Cable companies Charter Communications, Comcast and Cox Communications were among those that acquired CBRS spectrum licenses in the 2020 auction, where Verizon was the big spender on the wireless carrier side. The CBRS band consists of a licensed (Priority Access Licenses) portion as well as the unlicensed General Authorized Access (GAA) portion.

RELATED: CBRS 5G RAN forecast approaches $1B by 2025

Dell’Oro’s downward revision on CBRS RAN projections doesn’t change their long-term vision. “We continue to believe that there is an opportunity to improve spectrum utilization while at the same time stimulating innovation for both public and private networks across various industry segments.
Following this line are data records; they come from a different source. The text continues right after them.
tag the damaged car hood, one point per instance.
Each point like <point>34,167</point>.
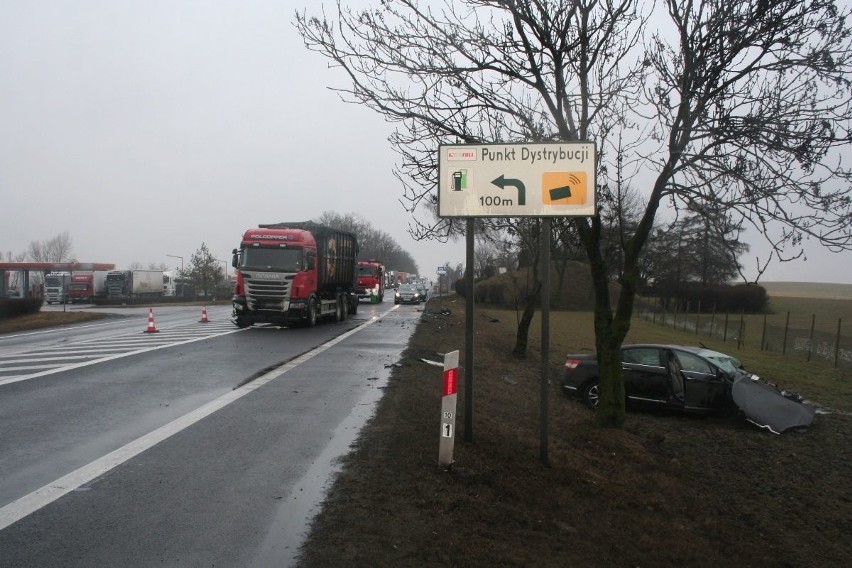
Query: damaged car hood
<point>767,407</point>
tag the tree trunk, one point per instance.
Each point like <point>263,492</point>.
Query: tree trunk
<point>521,339</point>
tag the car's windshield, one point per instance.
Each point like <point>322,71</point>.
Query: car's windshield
<point>725,362</point>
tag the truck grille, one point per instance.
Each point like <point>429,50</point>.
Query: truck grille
<point>262,294</point>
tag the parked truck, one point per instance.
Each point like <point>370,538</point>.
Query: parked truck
<point>370,279</point>
<point>86,286</point>
<point>294,274</point>
<point>56,287</point>
<point>134,284</point>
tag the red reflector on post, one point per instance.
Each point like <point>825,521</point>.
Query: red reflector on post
<point>451,381</point>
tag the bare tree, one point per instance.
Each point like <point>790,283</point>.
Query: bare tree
<point>742,106</point>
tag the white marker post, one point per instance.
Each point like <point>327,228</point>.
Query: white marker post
<point>449,395</point>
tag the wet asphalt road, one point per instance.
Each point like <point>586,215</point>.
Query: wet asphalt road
<point>202,450</point>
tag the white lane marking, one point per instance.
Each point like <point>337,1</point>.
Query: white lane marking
<point>28,504</point>
<point>54,370</point>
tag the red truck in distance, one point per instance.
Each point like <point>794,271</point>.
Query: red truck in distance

So we see this downward revision more as a calibration to reflect the current state of the market and the fact that there is still a significant gap between registered SAS APs and LTE/5G NR base stations,” Pongratz said in a press release.

The nearly 200,000 installed base of registered Spectrum Access System (SAS) access points includes all Citizens Broadband Radio Service Devices (CBSDs), including CPEs for FWA and base stations, he said, noting that since FWA is dominating the market right now, the number of base stations will be lower than the number of CBSDs.

LTE is projected to drive the lion’s share of the CBRS investments over the near term while 5G NR-based CBRS capex will dominate by 2026. That’s not surprising considering that LTE in CBRS had a head start over the 5G standard.